Improved documentation for plugins in README.

git-svn-id: https://pandoc.googlecode.com/svn/trunk@1522 788f1e2b-df1e-0410-8736-df70ead52e1b
2009-01-24 19:58:33 +00:00 · 2009-01-24 19:58:33 +00:00 · 46a3b228fa
commit 46a3b228fa
parent 720e9ce3a5
1 changed files with 69 additions and 22 deletions
--- a/91
+++ b/91
@ -1120,21 +1120,46 @@ Plugins
 =======

 Pandoc's plugin system allows users to modify pandoc's behavior by writing
-short Haskell programs.  A plugin is a Haskell module that exports a function
-`transform`, of type `a -> a` or `a -> IO a`, where `a` is `Pandoc`,
-`Block`, `Inline`, `[Block]`, or `[Inline]`.  The `transform` function will
-be used to transform the pandoc document generated by the reader, before
-it is transformed by the writer.
+short Haskell programs.  To how this works, and why it is useful, we
+ need to understand that pandoc transforms one format (the source
+format) into another (the target format) by first converting from the
+source format into a Haskell data structure representing the document,
+and then converting this data structure into the target format.
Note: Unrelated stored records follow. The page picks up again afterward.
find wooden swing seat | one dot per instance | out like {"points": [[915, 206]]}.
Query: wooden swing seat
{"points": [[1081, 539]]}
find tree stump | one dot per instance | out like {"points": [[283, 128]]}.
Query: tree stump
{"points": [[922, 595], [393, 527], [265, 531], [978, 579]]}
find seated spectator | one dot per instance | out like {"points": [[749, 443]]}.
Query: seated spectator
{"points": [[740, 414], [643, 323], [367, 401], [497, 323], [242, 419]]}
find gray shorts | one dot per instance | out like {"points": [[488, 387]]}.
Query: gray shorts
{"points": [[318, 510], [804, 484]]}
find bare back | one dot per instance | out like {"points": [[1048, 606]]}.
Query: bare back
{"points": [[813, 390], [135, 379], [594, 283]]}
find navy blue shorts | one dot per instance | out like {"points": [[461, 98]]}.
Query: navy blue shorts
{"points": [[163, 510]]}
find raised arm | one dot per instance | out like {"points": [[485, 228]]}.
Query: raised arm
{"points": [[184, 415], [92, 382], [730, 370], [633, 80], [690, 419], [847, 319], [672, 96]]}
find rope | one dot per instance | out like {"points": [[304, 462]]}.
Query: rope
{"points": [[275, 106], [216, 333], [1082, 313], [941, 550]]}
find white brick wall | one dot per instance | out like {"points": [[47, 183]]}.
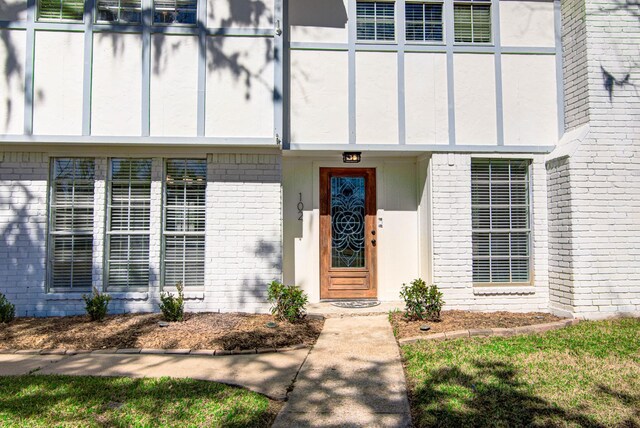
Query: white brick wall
{"points": [[23, 229], [451, 234], [243, 236], [595, 192], [574, 51]]}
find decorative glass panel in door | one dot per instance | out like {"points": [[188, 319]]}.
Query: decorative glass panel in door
{"points": [[347, 222]]}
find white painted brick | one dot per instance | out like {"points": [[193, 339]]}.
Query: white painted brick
{"points": [[451, 235], [243, 235]]}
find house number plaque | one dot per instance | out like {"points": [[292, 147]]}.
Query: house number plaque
{"points": [[300, 208]]}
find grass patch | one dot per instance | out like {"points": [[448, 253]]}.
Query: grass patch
{"points": [[124, 402], [585, 375]]}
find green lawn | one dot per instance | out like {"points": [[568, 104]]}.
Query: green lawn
{"points": [[585, 375], [122, 402]]}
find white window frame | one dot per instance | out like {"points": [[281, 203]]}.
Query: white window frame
{"points": [[395, 23], [183, 24], [119, 9], [52, 233], [128, 233], [424, 22], [186, 234], [529, 230], [39, 19], [471, 4]]}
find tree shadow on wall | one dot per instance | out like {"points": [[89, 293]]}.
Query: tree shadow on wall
{"points": [[222, 56], [611, 79]]}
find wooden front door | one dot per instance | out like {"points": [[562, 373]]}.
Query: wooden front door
{"points": [[348, 233]]}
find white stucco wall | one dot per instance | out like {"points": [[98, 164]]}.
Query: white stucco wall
{"points": [[239, 87], [319, 97], [426, 103], [397, 247], [240, 14], [116, 86], [475, 98], [527, 23], [174, 85], [376, 98], [58, 83], [12, 56], [530, 108]]}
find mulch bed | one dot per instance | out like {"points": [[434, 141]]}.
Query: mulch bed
{"points": [[464, 320], [197, 331]]}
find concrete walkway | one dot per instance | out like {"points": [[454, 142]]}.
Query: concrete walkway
{"points": [[352, 377], [268, 374]]}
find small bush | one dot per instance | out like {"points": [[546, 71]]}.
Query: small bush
{"points": [[288, 302], [422, 301], [96, 305], [7, 310], [173, 307]]}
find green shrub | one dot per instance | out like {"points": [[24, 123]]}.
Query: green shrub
{"points": [[7, 310], [96, 305], [422, 301], [173, 307], [288, 301]]}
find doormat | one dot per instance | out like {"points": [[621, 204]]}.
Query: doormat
{"points": [[356, 304]]}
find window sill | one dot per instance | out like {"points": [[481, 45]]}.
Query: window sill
{"points": [[188, 294], [118, 295], [129, 295], [66, 295], [494, 290]]}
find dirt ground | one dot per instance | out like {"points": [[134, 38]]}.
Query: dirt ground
{"points": [[464, 320], [197, 331]]}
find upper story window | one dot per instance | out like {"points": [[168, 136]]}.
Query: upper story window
{"points": [[120, 11], [500, 207], [472, 21], [424, 22], [375, 20], [175, 11], [60, 10], [71, 223]]}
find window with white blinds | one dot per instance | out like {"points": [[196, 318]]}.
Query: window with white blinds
{"points": [[175, 11], [424, 22], [119, 11], [71, 224], [60, 10], [184, 222], [472, 21], [500, 201], [375, 20], [128, 206]]}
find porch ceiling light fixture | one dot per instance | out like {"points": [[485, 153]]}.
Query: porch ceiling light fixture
{"points": [[351, 157]]}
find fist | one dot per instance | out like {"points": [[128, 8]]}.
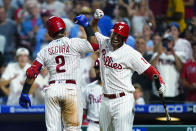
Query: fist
{"points": [[24, 100], [98, 14], [162, 89], [81, 20]]}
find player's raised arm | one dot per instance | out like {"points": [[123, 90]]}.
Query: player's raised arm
{"points": [[31, 73], [83, 21], [97, 15]]}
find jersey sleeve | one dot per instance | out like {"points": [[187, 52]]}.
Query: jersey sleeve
{"points": [[136, 62], [84, 95], [179, 6], [181, 56], [184, 72], [41, 56], [81, 45], [8, 74]]}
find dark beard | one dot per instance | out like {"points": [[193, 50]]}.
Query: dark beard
{"points": [[98, 78]]}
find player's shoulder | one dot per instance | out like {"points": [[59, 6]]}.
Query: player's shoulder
{"points": [[12, 65], [128, 50], [92, 85], [190, 61]]}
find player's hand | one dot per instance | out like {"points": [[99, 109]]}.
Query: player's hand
{"points": [[24, 100], [98, 14], [81, 20], [162, 89]]}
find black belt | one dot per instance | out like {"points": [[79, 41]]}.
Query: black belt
{"points": [[113, 96], [96, 122], [66, 81]]}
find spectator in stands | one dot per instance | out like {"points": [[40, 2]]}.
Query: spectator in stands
{"points": [[139, 13], [180, 44], [189, 77], [39, 86], [190, 33], [143, 80], [169, 63], [57, 8], [8, 29], [189, 10], [147, 34], [42, 36], [159, 9], [10, 10], [138, 95], [156, 41], [30, 25], [15, 75], [176, 12], [2, 68]]}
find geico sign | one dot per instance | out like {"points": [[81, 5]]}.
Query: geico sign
{"points": [[170, 108]]}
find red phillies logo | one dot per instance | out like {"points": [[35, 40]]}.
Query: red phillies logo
{"points": [[109, 62]]}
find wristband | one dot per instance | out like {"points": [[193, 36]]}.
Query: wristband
{"points": [[89, 31], [26, 88]]}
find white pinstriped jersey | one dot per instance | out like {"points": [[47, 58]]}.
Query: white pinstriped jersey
{"points": [[62, 57], [92, 100], [117, 66]]}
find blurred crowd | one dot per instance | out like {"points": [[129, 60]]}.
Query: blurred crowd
{"points": [[163, 31]]}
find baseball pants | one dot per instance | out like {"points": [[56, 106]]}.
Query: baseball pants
{"points": [[117, 114], [63, 107]]}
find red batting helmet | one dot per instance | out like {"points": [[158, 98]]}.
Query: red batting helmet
{"points": [[122, 29], [97, 63], [54, 24]]}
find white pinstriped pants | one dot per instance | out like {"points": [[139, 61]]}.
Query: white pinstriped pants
{"points": [[93, 127], [117, 114], [63, 108]]}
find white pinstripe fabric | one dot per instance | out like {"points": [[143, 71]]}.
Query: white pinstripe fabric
{"points": [[56, 119], [93, 127], [117, 114], [73, 49], [118, 80], [62, 100], [117, 68]]}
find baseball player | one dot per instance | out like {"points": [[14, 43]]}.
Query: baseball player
{"points": [[118, 61], [61, 57], [92, 100]]}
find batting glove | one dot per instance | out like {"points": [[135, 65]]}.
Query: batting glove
{"points": [[81, 20], [98, 14], [24, 100], [162, 89]]}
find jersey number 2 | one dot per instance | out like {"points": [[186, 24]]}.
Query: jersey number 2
{"points": [[60, 60]]}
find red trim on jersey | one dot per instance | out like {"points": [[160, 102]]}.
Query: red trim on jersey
{"points": [[95, 46], [37, 65], [152, 71], [33, 71]]}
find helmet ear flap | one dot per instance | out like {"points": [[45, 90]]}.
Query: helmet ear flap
{"points": [[54, 25], [122, 29]]}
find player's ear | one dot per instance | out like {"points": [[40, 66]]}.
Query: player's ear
{"points": [[66, 34]]}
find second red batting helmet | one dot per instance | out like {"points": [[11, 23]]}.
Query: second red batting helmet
{"points": [[122, 29], [97, 63], [54, 24]]}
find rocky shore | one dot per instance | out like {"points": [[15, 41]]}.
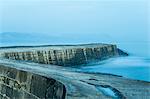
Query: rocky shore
{"points": [[33, 72]]}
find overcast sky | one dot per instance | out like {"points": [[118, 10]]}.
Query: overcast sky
{"points": [[119, 20]]}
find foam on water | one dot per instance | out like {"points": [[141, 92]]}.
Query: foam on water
{"points": [[130, 67]]}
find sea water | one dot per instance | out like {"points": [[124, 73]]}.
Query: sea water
{"points": [[135, 66]]}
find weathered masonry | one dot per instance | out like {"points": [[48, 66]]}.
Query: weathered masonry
{"points": [[18, 84], [64, 55]]}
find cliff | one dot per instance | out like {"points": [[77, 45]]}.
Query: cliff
{"points": [[63, 55]]}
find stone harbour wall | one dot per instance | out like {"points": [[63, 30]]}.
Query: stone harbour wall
{"points": [[64, 57], [17, 84]]}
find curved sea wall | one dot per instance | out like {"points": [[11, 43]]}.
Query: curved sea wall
{"points": [[17, 84], [64, 55]]}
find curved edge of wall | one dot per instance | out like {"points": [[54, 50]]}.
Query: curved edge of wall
{"points": [[18, 84]]}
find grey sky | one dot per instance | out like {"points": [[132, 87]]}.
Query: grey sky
{"points": [[119, 20]]}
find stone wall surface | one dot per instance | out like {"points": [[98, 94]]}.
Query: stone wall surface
{"points": [[17, 84], [64, 56]]}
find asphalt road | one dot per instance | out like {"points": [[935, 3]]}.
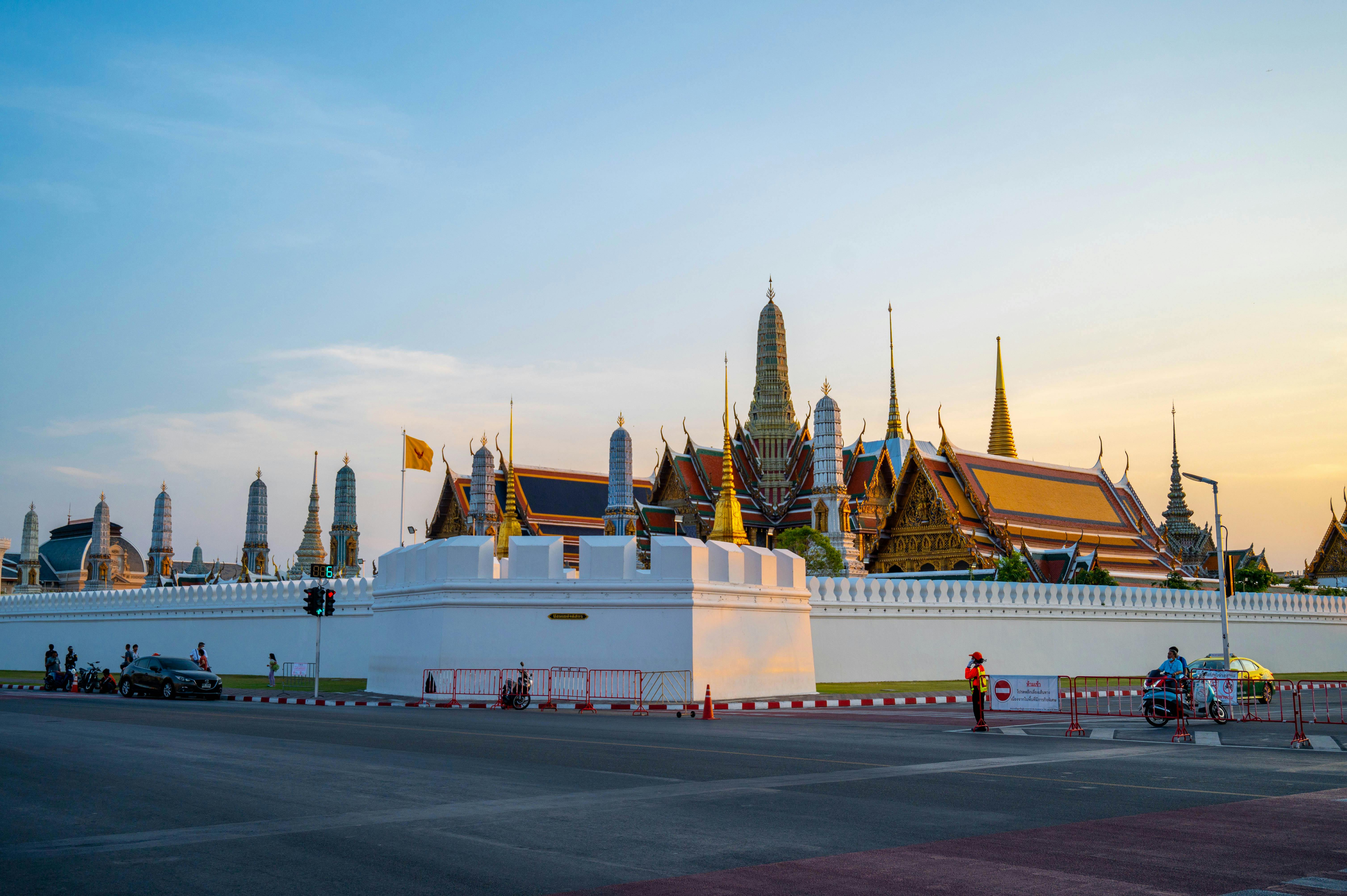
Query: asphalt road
{"points": [[108, 796]]}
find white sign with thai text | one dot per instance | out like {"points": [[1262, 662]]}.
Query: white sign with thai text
{"points": [[1032, 693]]}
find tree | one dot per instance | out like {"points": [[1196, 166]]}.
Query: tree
{"points": [[1013, 569], [821, 558], [1177, 581], [1093, 577], [1255, 579]]}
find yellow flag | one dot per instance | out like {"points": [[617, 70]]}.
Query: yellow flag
{"points": [[420, 455]]}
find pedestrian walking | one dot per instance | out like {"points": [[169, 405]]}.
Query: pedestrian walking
{"points": [[977, 678]]}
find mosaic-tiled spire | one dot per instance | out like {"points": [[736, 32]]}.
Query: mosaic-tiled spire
{"points": [[345, 534], [100, 549], [312, 548], [30, 572], [729, 515], [1178, 517], [510, 523], [1003, 438], [895, 429], [620, 514]]}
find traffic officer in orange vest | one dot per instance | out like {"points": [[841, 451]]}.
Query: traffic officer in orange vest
{"points": [[977, 678]]}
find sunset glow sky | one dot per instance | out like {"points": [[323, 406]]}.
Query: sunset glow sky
{"points": [[240, 234]]}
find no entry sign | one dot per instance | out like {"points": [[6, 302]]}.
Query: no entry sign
{"points": [[1036, 693]]}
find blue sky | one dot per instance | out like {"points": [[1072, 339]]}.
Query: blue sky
{"points": [[240, 234]]}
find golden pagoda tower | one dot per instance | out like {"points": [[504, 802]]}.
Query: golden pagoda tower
{"points": [[895, 430], [510, 523], [1003, 438], [729, 517]]}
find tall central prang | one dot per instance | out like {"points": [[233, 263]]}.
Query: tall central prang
{"points": [[772, 424]]}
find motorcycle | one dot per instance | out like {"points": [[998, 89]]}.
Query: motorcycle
{"points": [[89, 678], [1169, 697], [518, 693]]}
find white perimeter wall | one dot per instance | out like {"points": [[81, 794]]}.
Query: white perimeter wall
{"points": [[868, 630], [239, 623]]}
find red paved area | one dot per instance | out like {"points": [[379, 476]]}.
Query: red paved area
{"points": [[1191, 852]]}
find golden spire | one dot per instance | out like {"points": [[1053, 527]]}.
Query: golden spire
{"points": [[510, 525], [895, 430], [1003, 438], [729, 517]]}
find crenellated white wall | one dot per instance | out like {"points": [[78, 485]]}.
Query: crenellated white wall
{"points": [[239, 623], [902, 630]]}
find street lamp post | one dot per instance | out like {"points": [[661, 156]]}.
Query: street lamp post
{"points": [[1221, 566]]}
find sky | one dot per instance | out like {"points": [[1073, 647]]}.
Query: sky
{"points": [[240, 234]]}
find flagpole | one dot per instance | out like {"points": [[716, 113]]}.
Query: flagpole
{"points": [[402, 502]]}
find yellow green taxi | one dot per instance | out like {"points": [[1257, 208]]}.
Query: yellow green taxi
{"points": [[1255, 678]]}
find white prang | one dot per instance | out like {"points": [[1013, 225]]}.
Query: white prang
{"points": [[438, 607], [832, 513]]}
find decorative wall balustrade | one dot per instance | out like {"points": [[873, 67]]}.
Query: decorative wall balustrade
{"points": [[248, 599], [834, 595]]}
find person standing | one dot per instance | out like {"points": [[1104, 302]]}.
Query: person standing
{"points": [[977, 677]]}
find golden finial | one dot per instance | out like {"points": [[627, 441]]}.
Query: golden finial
{"points": [[1001, 441]]}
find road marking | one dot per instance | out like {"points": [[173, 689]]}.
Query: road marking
{"points": [[1073, 781], [477, 810], [1321, 883]]}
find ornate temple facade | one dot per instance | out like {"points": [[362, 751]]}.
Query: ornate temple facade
{"points": [[1330, 562], [344, 536], [548, 502]]}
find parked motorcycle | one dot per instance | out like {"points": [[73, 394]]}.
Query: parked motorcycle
{"points": [[1169, 697], [518, 693]]}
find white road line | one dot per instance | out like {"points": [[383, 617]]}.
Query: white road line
{"points": [[479, 810]]}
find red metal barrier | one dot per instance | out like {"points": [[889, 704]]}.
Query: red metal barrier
{"points": [[483, 684], [1327, 701], [623, 685], [569, 684]]}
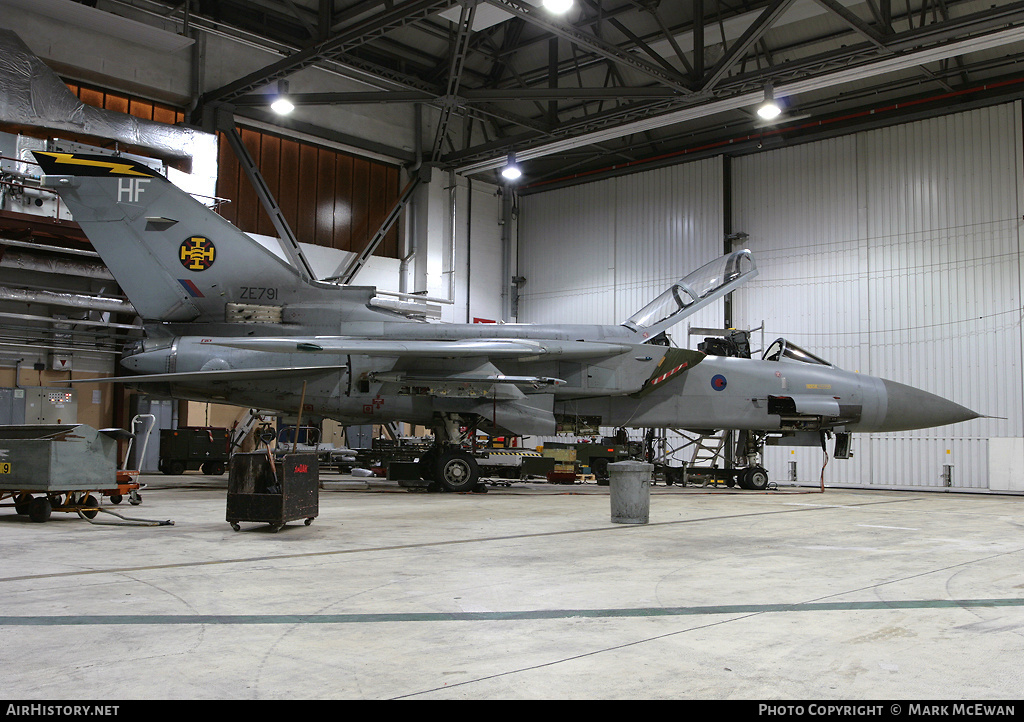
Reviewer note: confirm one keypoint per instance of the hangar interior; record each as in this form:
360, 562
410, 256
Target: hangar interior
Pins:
892, 248
883, 207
For
+example:
+
+ -------------------------------------------------------------------------------
+   Document     Format                       Contents
+ ------------  ---------   -----------------------------------------------------
+     source     markdown                 `Hello *world*.`
+
+       ↓           ↓                            ↓
+
+ intermediate    native               `Pandoc (Meta [] [] "")
+                           [Para [Str "Hello",Space,Emph [Str "world"],Str "."]]`
+
+       ↓           ↓                            ↓
+
+     target       HTML               `<p>Hello <em>world</em>.</p>`
+ -------------------------------------------------------------------------------
+
+We can use standard text-processing tools (`perl`, `sed`, `awk`, etc.)
+to modify the source or target documents.  But what if we want to modify
+the intermediate representation -- the parsed document -- before it is
+written to the target format? That's where plugins are needed.
+A plugin is a Haskell module that exports a function `transform`, which
+will be used to transform the native representation, after it is generated
+by the reader, but before it has been transformed by the writer.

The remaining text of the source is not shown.